[Tarantool-patches] [PATCH vshard 6/7] router: make discovery smoother in a big cluster
Oleg Babin
olegrok at tarantool.org
Fri May 1 20:01:49 MSK 2020
Thanks for your patch! See my comments below.
On 01/05/2020 03:16, Vladislav Shpilevoy wrote:
> Router does discovery once per 10 seconds. Discovery sends a
> request to each replicaset to download all pinned and active
> buckets from there. When there are millions of buckets, that
> becomes a long operation taking seconds, during which the storage
> is unresponsive.
>
> The patch makes discovery work step by step, downloading not more
> than 1000 buckets at a time. That gives the storage time to
> process other requests.
>
> Moreover, discovery now has some kind of 'state'. For each
> replicaset it keeps an iterator which is moved by 1k buckets on
> every successfully discovered bucket batch. It means, that if on a
> replicaset with 1 000 000 buckets discovery fails after 999 999
> buckets are already discovered, it won't start from 0. It will
> retry from the old position.
Could you provide a test for such case?
> However, still there is space for improvement. Discovery could
> avoid downloading anything after all is downloaded, if it could
> somehow see, if bucket space is not changed. Unfortunately it is
> not so easy, since bucket generation (version of _bucket space)

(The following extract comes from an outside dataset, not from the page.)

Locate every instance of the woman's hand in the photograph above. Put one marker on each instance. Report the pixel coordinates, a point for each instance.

> is not persisted. So after instance restart it is always equal to
> bucket count.
Is there an issue for that?
> Part of #210
> ---
> test/router/reload.result | 5 +-
> test/router/reload.test.lua | 3 +-
> test/router/router.result | 4 +-
> test/router/router.test.lua | 2 +-
> test/router/wrong_config.result | 5 +-
> test/router/wrong_config.test.lua | 5 +-
> vshard/consts.lua | 5 +-
> vshard/router/init.lua | 145 +++++++++++++++++++++++-------
> vshard/storage/init.lua | 39 +++++++-
> 9 files changed, 170 insertions(+), 43 deletions(-)
>
> diff --git a/test/router/reload.result b/test/router/reload.result
> index 3ba900a..8fe99ba 100644
> --- a/test/router/reload.result
> +++ b/test/router/reload.result
> @@ -44,7 +44,10 @@ vshard.router.bootstrap()

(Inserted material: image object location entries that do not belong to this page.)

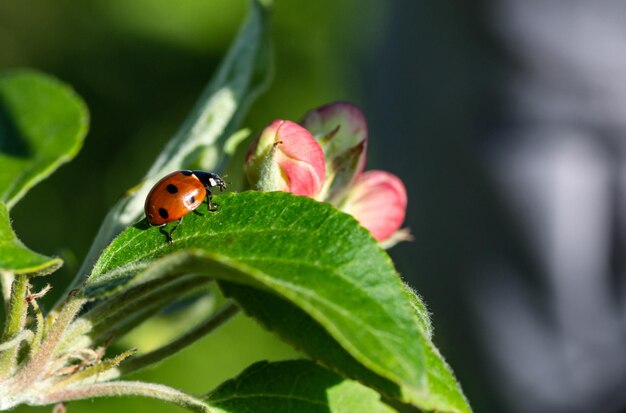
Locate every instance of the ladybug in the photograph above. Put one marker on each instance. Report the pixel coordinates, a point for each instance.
(179, 193)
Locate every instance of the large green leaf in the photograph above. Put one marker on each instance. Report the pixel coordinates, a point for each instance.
(244, 73)
(317, 259)
(293, 386)
(42, 125)
(15, 258)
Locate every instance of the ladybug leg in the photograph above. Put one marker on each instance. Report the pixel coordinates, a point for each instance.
(211, 206)
(170, 240)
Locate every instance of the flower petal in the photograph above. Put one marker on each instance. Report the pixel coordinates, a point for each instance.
(378, 201)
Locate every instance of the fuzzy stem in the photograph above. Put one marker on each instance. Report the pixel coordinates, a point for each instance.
(23, 335)
(193, 335)
(16, 319)
(128, 388)
(6, 279)
(36, 366)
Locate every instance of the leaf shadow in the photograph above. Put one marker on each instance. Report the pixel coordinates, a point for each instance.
(12, 140)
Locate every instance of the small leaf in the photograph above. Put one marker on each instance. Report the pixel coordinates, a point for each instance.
(315, 258)
(294, 386)
(16, 258)
(42, 125)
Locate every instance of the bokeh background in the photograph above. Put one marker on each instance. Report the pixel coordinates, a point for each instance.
(485, 109)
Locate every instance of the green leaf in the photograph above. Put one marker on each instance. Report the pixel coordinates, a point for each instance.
(242, 76)
(294, 386)
(315, 258)
(42, 125)
(15, 258)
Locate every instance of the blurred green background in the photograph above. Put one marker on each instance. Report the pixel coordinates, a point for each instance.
(421, 71)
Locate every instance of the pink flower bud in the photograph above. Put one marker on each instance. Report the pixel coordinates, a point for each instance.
(341, 130)
(286, 158)
(378, 201)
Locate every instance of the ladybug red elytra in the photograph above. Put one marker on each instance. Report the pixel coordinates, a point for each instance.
(179, 193)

> while test_run:grep_log('router_1', 'All replicas are ok') == nil do fiber.sleep(0.1) end
> ---
> ...
> -while test_run:grep_log('router_1', 'buckets: was 0, became 1500') == nil do fiber.sleep(0.1) vshard.router.discovery_wakeup() end
> +while test_run:grep_log('router_1', 'buckets: was 0, became 1000') == nil do fiber.sleep(0.1) vshard.router.discovery_wakeup() end
> +---
> +...
> +while test_run:grep_log('router_1', 'buckets: was 1000, became 1500') == nil do fiber.sleep(0.1) vshard.router.discovery_wakeup() end
> ---
> ...
> --
> diff --git a/test/router/reload.test.lua b/test/router/reload.test.lua
> index 5ed5690..abcbc09 100644
> --- a/test/router/reload.test.lua
> +++ b/test/router/reload.test.lua
> @@ -15,7 +15,8 @@ fiber = require('fiber')

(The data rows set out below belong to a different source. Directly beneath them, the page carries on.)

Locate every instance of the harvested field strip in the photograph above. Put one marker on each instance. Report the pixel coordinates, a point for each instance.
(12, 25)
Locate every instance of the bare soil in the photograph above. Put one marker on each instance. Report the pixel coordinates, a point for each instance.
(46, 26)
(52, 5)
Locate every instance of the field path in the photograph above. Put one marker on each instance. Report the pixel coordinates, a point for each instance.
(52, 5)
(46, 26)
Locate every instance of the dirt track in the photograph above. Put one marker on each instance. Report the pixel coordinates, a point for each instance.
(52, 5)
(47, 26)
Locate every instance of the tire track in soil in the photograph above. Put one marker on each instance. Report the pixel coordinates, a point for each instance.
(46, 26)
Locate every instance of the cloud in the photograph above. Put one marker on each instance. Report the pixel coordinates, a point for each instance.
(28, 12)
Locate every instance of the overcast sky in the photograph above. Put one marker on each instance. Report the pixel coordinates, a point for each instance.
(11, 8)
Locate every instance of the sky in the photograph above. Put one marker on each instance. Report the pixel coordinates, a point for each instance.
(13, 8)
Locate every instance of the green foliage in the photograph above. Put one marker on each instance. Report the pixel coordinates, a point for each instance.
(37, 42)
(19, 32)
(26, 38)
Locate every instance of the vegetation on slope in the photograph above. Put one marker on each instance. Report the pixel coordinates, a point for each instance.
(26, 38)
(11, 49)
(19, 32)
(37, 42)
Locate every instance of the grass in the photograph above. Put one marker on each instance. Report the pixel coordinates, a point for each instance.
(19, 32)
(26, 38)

> vshard.router.bootstrap()
>
> while test_run:grep_log('router_1', 'All replicas are ok') == nil do fiber.sleep(0.1) end
> -while test_run:grep_log('router_1', 'buckets: was 0, became 1500') == nil do fiber.sleep(0.1) vshard.router.discovery_wakeup() end
> +while test_run:grep_log('router_1', 'buckets: was 0, became 1000') == nil do fiber.sleep(0.1) vshard.router.discovery_wakeup() end
> +while test_run:grep_log('router_1', 'buckets: was 1000, became 1500') == nil do fiber.sleep(0.1) vshard.router.discovery_wakeup() end
>
> --
> -- Gh-72: allow reload. Test simple reload, error during
> diff --git a/test/router/router.result b/test/router/router.result
> index df7be4a..b2efd6d 100644
> --- a/test/router/router.result
> +++ b/test/router/router.result
> @@ -943,9 +943,9 @@ calculate_known_buckets()
> ---
> - 3000
> ...
> -test_run:grep_log('router_1', 'was 1, became 1500')
> +test_run:grep_log('router_1', 'was 1, became 1000')
> ---
> -- was 1, became 1500
> +- was 1, became 1000
> ...
> info = vshard.router.info()
> ---
> diff --git a/test/router/router.test.lua b/test/router/router.test.lua
> index 97dce49..154310b 100644
> --- a/test/router/router.test.lua
> +++ b/test/router/router.test.lua
> @@ -316,7 +316,7 @@ vshard.storage.bucket_pin(first_active)
> _ = test_run:switch('router_1')
> wait_discovery()
> calculate_known_buckets()
> -test_run:grep_log('router_1', 'was 1, became 1500')
> +test_run:grep_log('router_1', 'was 1, became 1000')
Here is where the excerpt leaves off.